MARK HERMAN: “It was a challenge to bring the book to the screen. I think one of the reasons the film rights hadn’t been already gone is that it is quite hard to imagine it as a film when you read it as a book. But I just fancied the challenge, and I also fancied working on my own for a little while, without any script notes from upstairs anywhere, and that’s why I bought the film rights myself. I was sort of buying my freedom for a short while. It’s a very tricky adaptation. I’ve done four adaptations now, and I think this was the biggest challenge.”
DAVID THEWLIS: “I based this character on Rudolf Hoess, since there was this book, The Commandant of Auschwitz available, which is his autobiography. He was ordered to write it between his trail and execution. He describes the atrocities, and it’s a very strong book because he has no remorse. He tries to be apologetic, but used the line that he was only following orders; he never says it was wrong. [I wanted to show] the dichotomy of him as a loving father and husband, as most of my character’s scenes take place within the house. You don’t see him at the camp until the very end of the film. Rudolph Hoess talks about his family in the book, these men were fathers and loved their children, but it was obviously incomprehensible that they were able to kiss their children goodbye at the door and then go murder children in the same day.”
VERA FARMIGA: “I tried to find as many snapshots and portraits of what it meant to be a woman, a dutiful wife and loving mother in Germany at that time. Her highest purpose in life first came to her husband, being an accomplice to his desires and ambitions, and bearing him as many children as you could bear. I tried to find as many accounts, references, diaries and journals as I could. It was hard for me in doing the research to believe that the wives of the commandants [of the concentration camps] claimed that for two years they didn’t know that people were being hurt. Ultimately, the apathy comes from having a narrow periphery with what immediately affects you, your place in society, the safety of your family. It’s hard to understand.”
HERMAN: "I’ve wanted to work with David Thewlis for many years. There are very few actors who I think would take this role on and perform it as brilliantly as I think he does. It’s quite a dangerous role, and I think he’s fantastic in it, there’s very few actors who can play that kind of character, who can play chess with his son one night and then the next day go out and kill several hundred people, it’s a challenging role.”

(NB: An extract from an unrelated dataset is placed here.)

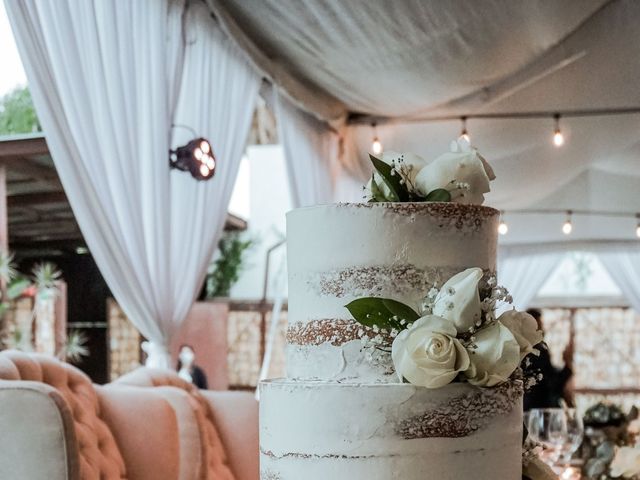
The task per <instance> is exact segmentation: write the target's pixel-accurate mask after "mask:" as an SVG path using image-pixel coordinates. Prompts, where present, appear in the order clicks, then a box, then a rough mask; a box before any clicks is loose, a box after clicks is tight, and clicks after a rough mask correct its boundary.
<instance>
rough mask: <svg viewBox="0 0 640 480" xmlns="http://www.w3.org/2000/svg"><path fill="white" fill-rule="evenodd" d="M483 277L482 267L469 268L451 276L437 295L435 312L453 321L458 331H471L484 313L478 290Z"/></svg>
mask: <svg viewBox="0 0 640 480" xmlns="http://www.w3.org/2000/svg"><path fill="white" fill-rule="evenodd" d="M481 278H482V269H481V268H468V269H466V270H465V271H463V272H460V273H458V274H456V275H454V276H453V277H451V278H450V279H449V280H447V281H446V282H445V284H444V285H443V286H442V288H441V289H440V291H439V292H438V295H437V296H436V299H435V303H434V306H433V314H434V315H438V316H440V317H443V318H446V319H447V320H450V321H452V322H453V324H454V325H455V326H456V329H457V330H458V332H461V333H464V332H467V331H469V328H471V327H472V326H474V325H475V323H476V322H477V321H479V320H480V316H481V315H482V304H481V303H480V292H479V291H478V282H480V279H481Z"/></svg>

FARMINGA: “One of the hardest scenes for me was when Elsa smells the smoke, and she’s told what the scent in the air is. We were shooting in the spring and it was a day where the trees were weeping pollen, so the sky was full of what seemed like ash, and if you look closely you’ll see these little things floating through the air which was pollen.”

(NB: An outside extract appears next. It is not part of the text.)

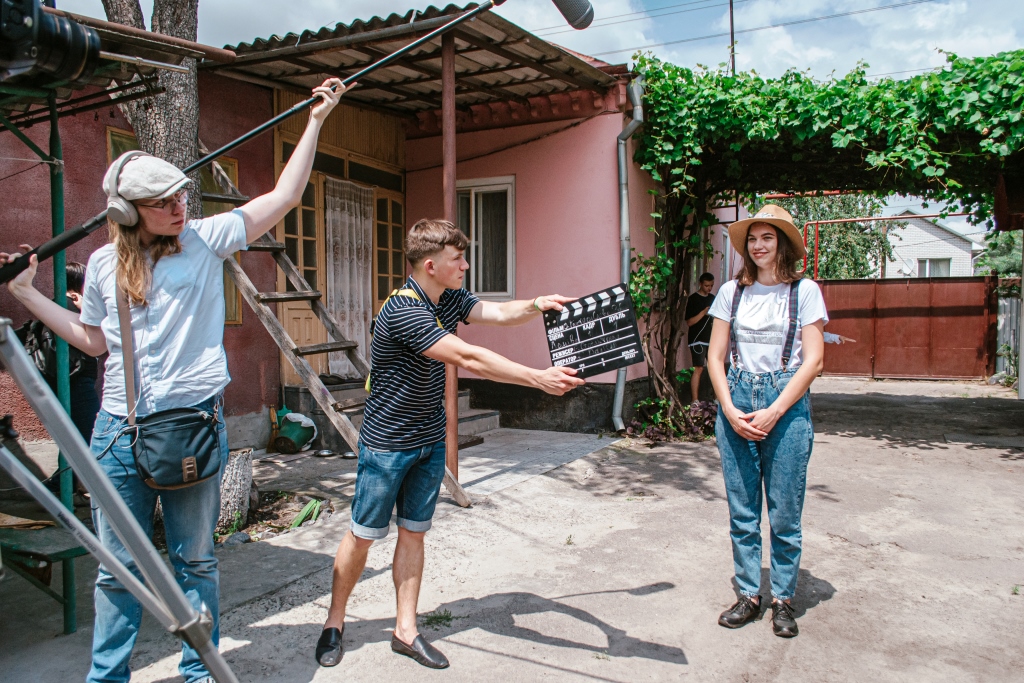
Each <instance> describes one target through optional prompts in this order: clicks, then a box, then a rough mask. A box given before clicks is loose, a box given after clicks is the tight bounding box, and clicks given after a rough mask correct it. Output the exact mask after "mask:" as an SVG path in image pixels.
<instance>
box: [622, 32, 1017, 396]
mask: <svg viewBox="0 0 1024 683" xmlns="http://www.w3.org/2000/svg"><path fill="white" fill-rule="evenodd" d="M946 59H947V63H946V67H945V69H943V70H942V71H938V72H933V73H929V74H925V75H922V76H918V77H914V78H912V79H909V80H905V81H894V80H891V79H882V80H879V81H868V79H867V76H866V73H865V67H866V65H859V66H858V67H857V68H856V69H855V70H854V71H852V72H851V73H849V74H847V75H846V76H844V77H842V78H836V77H834V78H829V79H827V80H824V81H819V80H816V79H813V78H811V77H810V76H808V75H807V74H804V73H801V72H797V71H790V72H787V73H785V74H783V75H782V76H780V77H779V78H774V79H766V78H762V77H761V76H759V75H758V74H757V73H755V72H745V73H738V74H736V75H735V76H733V75H731V74H729V73H728V72H727V71H725V70H724V68H720V69H705V68H698V69H687V68H684V67H679V66H676V65H673V63H669V62H666V61H662V60H660V59H657V58H656V57H653V56H651V55H646V54H640V55H637V65H636V72H637V73H638V74H639V75H641V76H643V78H644V80H645V82H646V94H645V96H644V109H645V115H646V119H647V122H646V124H645V125H644V127H643V128H642V129H641V130H640V132H639V133H638V136H639V141H640V143H639V145H638V150H637V153H636V157H635V160H636V161H637V162H638V163H639V164H640V165H641V167H642V168H643V169H644V170H646V171H647V172H648V173H650V175H651V176H652V177H653V178H654V180H655V181H656V182H658V183H659V184H660V187H659V190H657V197H656V202H655V206H656V211H655V212H654V213H653V214H652V217H653V219H654V225H653V226H652V227H651V228H650V229H651V230H653V231H654V232H655V233H656V247H655V251H654V253H652V254H640V253H637V254H635V258H634V260H633V263H634V268H633V278H632V283H631V288H632V290H633V294H634V298H635V300H636V304H637V310H638V314H639V315H640V317H641V319H642V321H643V323H644V324H645V325H646V331H645V333H644V351H645V352H646V353H647V354H648V355H647V357H648V358H649V359H653V358H655V357H660V358H663V359H664V360H663V361H662V362H660V366H658V362H656V361H654V362H649V364H648V367H649V368H650V375H651V380H652V383H653V388H654V392H655V394H656V397H657V398H658V399H660V400H664V401H667V402H668V405H669V408H670V413H671V412H675V411H676V410H678V409H679V408H680V407H681V405H682V401H681V400H680V399H679V395H680V392H679V388H680V384H681V377H680V369H679V368H678V357H679V349H680V347H681V345H682V343H683V342H684V339H685V335H686V325H685V319H684V318H683V311H684V310H685V304H686V296H687V293H688V292H689V291H690V290H691V289H692V286H693V283H690V281H689V280H690V273H691V272H692V265H693V263H694V262H695V261H697V262H699V261H700V260H702V259H703V258H705V257H707V256H709V255H711V254H713V253H714V247H713V246H712V244H711V243H710V239H709V234H710V230H709V228H710V227H711V226H713V225H715V224H718V223H719V219H718V218H717V216H716V215H715V213H714V210H715V209H716V208H720V207H722V206H724V205H727V204H732V202H733V201H734V199H735V198H736V197H737V196H740V197H741V198H745V201H746V203H748V204H750V203H752V202H753V201H754V197H755V196H757V195H759V194H766V193H771V191H783V193H808V191H815V190H837V189H839V190H859V191H863V193H867V194H871V195H874V196H878V197H883V196H887V195H892V194H902V195H911V196H918V197H923V198H924V199H926V200H931V201H937V202H944V203H946V204H947V206H948V207H949V210H950V211H953V210H957V209H958V210H963V211H967V212H969V213H970V214H971V219H972V220H973V221H974V222H976V223H983V222H987V223H988V224H989V225H991V222H990V215H991V204H992V190H993V188H994V187H995V183H996V178H997V177H998V175H999V174H1000V173H1004V172H1007V173H1008V174H1009V172H1011V171H1012V172H1015V173H1018V174H1019V173H1020V172H1021V171H1022V170H1024V153H1022V150H1024V121H1022V115H1021V111H1022V109H1024V50H1020V51H1014V52H1004V53H1000V54H996V55H993V56H990V57H979V58H971V59H967V58H961V57H957V56H956V55H953V54H947V55H946ZM752 208H754V207H752ZM652 350H653V351H656V355H652V354H651V351H652Z"/></svg>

THEWLIS: “I think Asa and Jack give two of the best performances of children in recent memory. They’re just astonishing, which is what makes the film so powerful I think; you just love them both.”

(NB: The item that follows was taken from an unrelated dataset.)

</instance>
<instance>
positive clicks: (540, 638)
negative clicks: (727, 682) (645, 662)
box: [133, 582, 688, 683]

HERMAN: “It was probably a harder job for Jack, and his character, than it was for Asa, although the stamina required by Asa is enormous because he’s in nearly every scene, and had to be on set every day. Jack was only there for three weeks in the middle of the shoot. But the performance from Jack, well both of them, I’m still amazed by it. And I can’t begin to explain how I got it, but there was a fantastic kids’ acting coach called Celia Batton who was on the set, and she would just simply get them in the mood just before they came on set.”
FARMINGA:
“We had the luxury of shooting this in order, which you don’t have as an actor, but we really did it for the children. We didn’t take on the responsibility of teaching them what the holocaust was about, we felt it was the parents’ duty to do that, and in fact shooting chronologically, it became a history lesson for the children.”